L’ART DU QUESTIONNEMENT

Maîtriser l’art du questionnement est une compétence clef dans le cadre d’un parcours AFEST, tant pour l’apprenant, que pour l’expert et l’accompagnateur.

En effet, c’est un outil clef pour récupérer de l’information, pour inciter l’autre à la réflexion et pour comprendre les éventuelles situations de blocage.

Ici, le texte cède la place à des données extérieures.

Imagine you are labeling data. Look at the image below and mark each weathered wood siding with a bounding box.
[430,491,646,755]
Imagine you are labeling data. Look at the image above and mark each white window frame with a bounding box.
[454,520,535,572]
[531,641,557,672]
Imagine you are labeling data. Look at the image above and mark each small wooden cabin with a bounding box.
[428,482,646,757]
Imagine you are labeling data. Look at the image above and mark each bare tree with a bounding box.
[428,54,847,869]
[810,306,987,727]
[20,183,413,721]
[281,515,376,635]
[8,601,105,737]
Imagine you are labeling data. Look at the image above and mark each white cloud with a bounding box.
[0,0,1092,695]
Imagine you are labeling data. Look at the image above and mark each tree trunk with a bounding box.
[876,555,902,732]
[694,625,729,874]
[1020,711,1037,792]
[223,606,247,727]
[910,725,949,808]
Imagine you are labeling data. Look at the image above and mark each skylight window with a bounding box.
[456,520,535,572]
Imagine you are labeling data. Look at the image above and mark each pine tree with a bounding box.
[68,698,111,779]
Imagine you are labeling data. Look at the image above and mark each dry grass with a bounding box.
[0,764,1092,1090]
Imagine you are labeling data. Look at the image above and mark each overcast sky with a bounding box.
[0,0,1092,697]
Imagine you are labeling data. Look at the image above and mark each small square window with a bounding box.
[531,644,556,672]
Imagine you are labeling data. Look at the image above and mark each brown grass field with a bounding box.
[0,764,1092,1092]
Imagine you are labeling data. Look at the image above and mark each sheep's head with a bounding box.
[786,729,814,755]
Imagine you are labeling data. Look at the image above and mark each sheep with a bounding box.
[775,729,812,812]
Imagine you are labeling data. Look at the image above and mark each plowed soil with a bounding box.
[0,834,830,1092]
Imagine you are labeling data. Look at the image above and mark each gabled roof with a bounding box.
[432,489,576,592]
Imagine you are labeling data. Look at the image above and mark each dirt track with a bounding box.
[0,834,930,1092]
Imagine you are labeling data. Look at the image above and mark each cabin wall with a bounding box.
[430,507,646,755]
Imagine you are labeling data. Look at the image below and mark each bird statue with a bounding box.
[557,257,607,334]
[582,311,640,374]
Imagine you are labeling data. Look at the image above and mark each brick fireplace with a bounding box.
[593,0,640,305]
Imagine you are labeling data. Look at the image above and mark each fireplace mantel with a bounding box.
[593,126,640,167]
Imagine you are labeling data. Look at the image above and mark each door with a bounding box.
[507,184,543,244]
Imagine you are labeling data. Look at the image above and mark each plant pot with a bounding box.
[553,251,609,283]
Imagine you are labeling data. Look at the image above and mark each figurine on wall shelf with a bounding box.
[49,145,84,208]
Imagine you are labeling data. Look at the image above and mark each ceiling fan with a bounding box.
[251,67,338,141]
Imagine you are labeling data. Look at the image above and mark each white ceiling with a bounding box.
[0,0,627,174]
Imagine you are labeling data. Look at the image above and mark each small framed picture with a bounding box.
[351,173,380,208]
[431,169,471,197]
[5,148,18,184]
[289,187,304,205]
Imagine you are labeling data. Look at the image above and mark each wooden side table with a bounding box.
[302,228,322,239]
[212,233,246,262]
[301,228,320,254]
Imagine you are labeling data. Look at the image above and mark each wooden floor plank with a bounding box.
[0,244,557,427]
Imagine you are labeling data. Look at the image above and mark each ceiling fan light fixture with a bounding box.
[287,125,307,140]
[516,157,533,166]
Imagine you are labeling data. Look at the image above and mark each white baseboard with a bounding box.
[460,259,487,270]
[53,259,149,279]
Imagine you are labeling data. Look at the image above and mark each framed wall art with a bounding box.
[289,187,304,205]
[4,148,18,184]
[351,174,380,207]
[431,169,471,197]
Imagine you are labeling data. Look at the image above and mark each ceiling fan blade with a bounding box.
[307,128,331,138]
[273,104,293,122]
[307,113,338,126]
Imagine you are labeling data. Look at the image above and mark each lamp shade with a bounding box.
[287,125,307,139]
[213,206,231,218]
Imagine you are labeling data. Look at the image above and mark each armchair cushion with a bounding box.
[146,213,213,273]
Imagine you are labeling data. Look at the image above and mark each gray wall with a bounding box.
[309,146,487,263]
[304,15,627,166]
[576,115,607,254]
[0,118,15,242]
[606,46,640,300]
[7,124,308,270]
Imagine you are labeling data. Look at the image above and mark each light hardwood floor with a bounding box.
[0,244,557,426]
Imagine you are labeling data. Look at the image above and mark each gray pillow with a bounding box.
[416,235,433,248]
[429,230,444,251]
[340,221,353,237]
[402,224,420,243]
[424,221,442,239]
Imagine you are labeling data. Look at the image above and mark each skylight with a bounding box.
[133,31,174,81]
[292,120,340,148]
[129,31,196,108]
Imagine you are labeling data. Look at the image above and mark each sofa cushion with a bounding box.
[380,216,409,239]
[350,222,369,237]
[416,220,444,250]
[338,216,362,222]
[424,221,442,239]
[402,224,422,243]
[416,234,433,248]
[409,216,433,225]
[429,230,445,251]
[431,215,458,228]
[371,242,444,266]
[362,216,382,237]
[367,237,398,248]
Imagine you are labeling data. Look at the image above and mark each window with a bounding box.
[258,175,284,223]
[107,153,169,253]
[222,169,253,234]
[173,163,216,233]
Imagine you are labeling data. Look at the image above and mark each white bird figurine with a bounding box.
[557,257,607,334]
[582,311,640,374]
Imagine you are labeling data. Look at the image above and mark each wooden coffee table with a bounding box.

C’est aussi le meilleur moyen de nourrir la créativité de son interlocuteur : en évitant de lui dire ce qu’il doit faire et comment il doit le faire, vous le questionnez pour l’aider à trouver ses propres réponses. Il y a alors fort à parier que votre interlocuteur vous proposera des solutions ou des pistes que vous n’auriez pas pensé à explorer…

LES DIFFÉRENTS TYPES DE QUESTIONS

Les questions fermées : obtenir des informations factuelles

Les questions fermées permettent d’obtenir des informations factuelles en induisant des réponses courtes et précises. Elles commencent par : Qui ? Quoi ? Où ?  Combien ? Quel ? …
Si vous demandez par exemple : « Qu’avez-vous fait ? »  ou « Avez-vous pensé à faire ceci ou cela ? », votre interlocuteur vous proposera une réponse courte contenant une information factuelle.

Les questions ouvertes : faire développer son interlocuteur

Les questions ouvertes permettent à l’inverse de faire développer son interlocuteur. Elles commencent par : Que pensez-vous de ? Parlez-moi de… Pourquoi ? Comment ?
En demandant : « Comment avez-vous résolu ce problème ? », vous pouvez par exemple inciter l’apprenant à décrire ses choix, ses actions et ses ressentis face à une situation de blocage.

Les questions miroirs : faire clarifier une imprécision

Les questions miroirs sont très utiles pour faire clarifier une imprécision. Vous pouvez simplement répéter le mot ou l’expression à clarifier sur un ton interrogatif.

Si l’apprenant vous dit : « Oui, c’est vrai que j’ai peut-être manqué de rigueur », vous pouvez reprendre « de rigueur ? ». L’avantage de cette méthode est que vous faites préciser sans orienter la pensée de l’interlocuteur.

Les questions interronégatives : aiguiller la pensée

La question interronégative produit l’effet inverse de la question miroir : elle oriente la pensée de l’interlocuteur en soumettant une hypothèse à sa réflexion. Celles-ci commencent par « Ne pensez-vous pas que… » ; « Serait-il faux de dire que… ? » : vous proposez ainsi une hypothèse à la réflexion de l’apprenant.

Petit point de vigilance : dans le cadre de l’AFEST, c’est l’apprenant qui doit chercher des solutions aux problèmes rencontrés. La question interronégative ne doit donc être qu’une solution de repli, lorsque vous avez essayé par tous les moyens de nourrir sa réflexion.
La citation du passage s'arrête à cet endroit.